NASA Confirms That Its $1 Billion Jupiter Mission Will Cheat Death For At Least 3 More Years

NASA has officially announced that its $1 billion Juno mission is getting a critical life extension to study planet Jupiter. Instead of being crashed into the planet's cloud tops next month, Juno will fly until at least July 2021, according to a press release issued on Thursday by the Southwest Research Institute, which operates the pinwheel-shaped, tennis-court-size robot.

Business Insider reported on Monday that Juno's mission would be extended. The probe has orbited Jupiter since July 2015, but engine trouble forced scientists to collect data about four times more slowly than they'd originally hoped.

"Juno needs more time to gather our planned scientific measurements," Scott Bolton, the Juno mission's leader and a planetary scientist at the SwRI, told Gizmodo on Tuesday.

Ever since arriving at Jupiter, the $1 billion mission has peeled back the giant planet's thick cloud layers, searched for an elusive core, and returned dazzling images of colossal storms and chaotic cloud bands. But all good things must come to an end, and Juno is no exception. NASA planned to destroy its robot by plunging it into Jupiter's clouds sometime after July 2018. The rationale is similar to the Cassini probe's recent demise: 

Jupiter's icy moon Europa may be habitable to alien life, so carefully and deliberately ending the mission will keep Juno from crashing into that moon. This will in turn keep Europa's ocean — which may have twice as much water as exists on Earth — from getting contaminated by any earthly microbes stuck to Juno.

Now that Juno can fly through July 2021 (and scientific work is funded through September 2022), scientists have a chance to complete the mission's main goal: mapping Jupiter's magnetic and gravitational fields in exhausting detail.

Spending too much time in Jupiter's powerful radiation field can damage sensitive electronics. As a result, Juno orbits the planet on a highly elliptical path that regularly zooms it at 130,000 mph over the cloud tops for detailed observations — a maneuver called a perijove.

Each perijove helps protect Juno from harm while enabling it to build a global, slice-by-slice map of Jupiter using a suite of scientific instruments. Tools record data about the planet's gravitational field, magnetism, brilliant auroras, and lightning.

But due to lingering trouble with Juno's propulsion system, the team would only have completed 14 of the 32 perijoves that it needs to finish mapping Jupiter by July 2018, the mission's prior end date.

When Juno arrived in July 2016, mission managers had the spacecraft orbit Jupiter once every 53.5 days. In October 2016, they planned to fire up the probe's engines and speed Juno's orbits to once every 14 days — until the team discovered some sticky valves in the engine system's plumbing. NASA ultimately played it safe by not using the engines to achieve shorter orbits, delaying Juno's mapping pace nearly four-fold.

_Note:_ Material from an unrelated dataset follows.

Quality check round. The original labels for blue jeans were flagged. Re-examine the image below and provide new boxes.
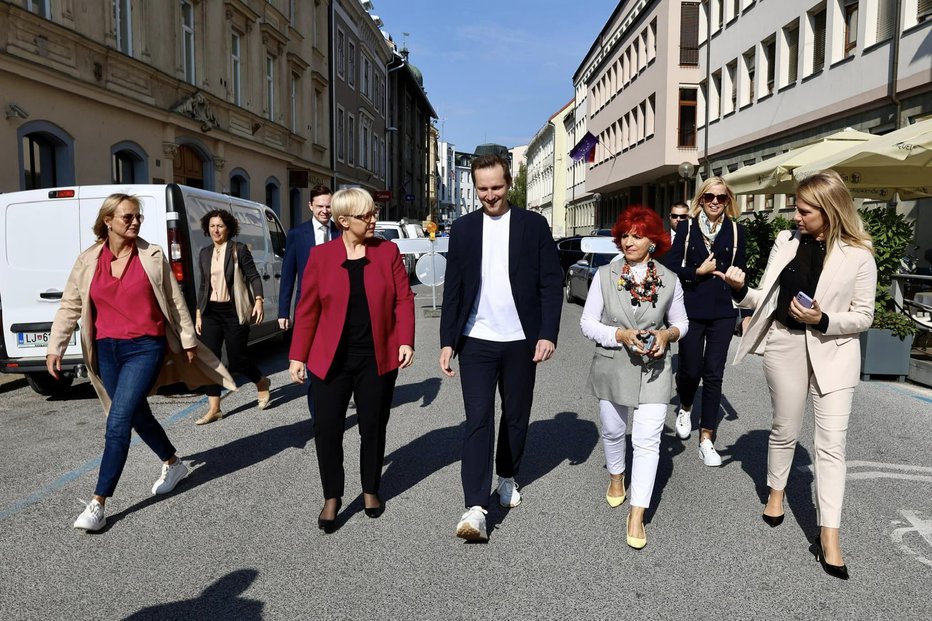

"During a thorough review, we looked at multiple scenarios that would place Juno in a shorter-period orbit, but there was concern that another main engine burn could result in a less-than-desirable orbit," Rick Nybakken, Juno's project manager at NASA's Jet Propulsion Laboratory, said in a 2017 press release. "The bottom line is a burn represented a risk to completion of Juno's science objectives."

The Juno mission leaders received a memo authorizing the extension in mid-May. That decision will help scientists construct a detailed map of Jupiter's gravitational field. That data may reveal what is going on deep inside the giant yet mysterious world.

"It is very exciting for us to be able to complete the mission pretty much as it was originally proposed, except with longer orbits," Frederic Allegrini, a staff scientist at Southwest Research Institute who works on the Juno mission, told Business Insider on Monday.

If Juno stays operational and productive over the next few years, NASA might again decide to keep flying the probe around Jupiter beyond July 2021.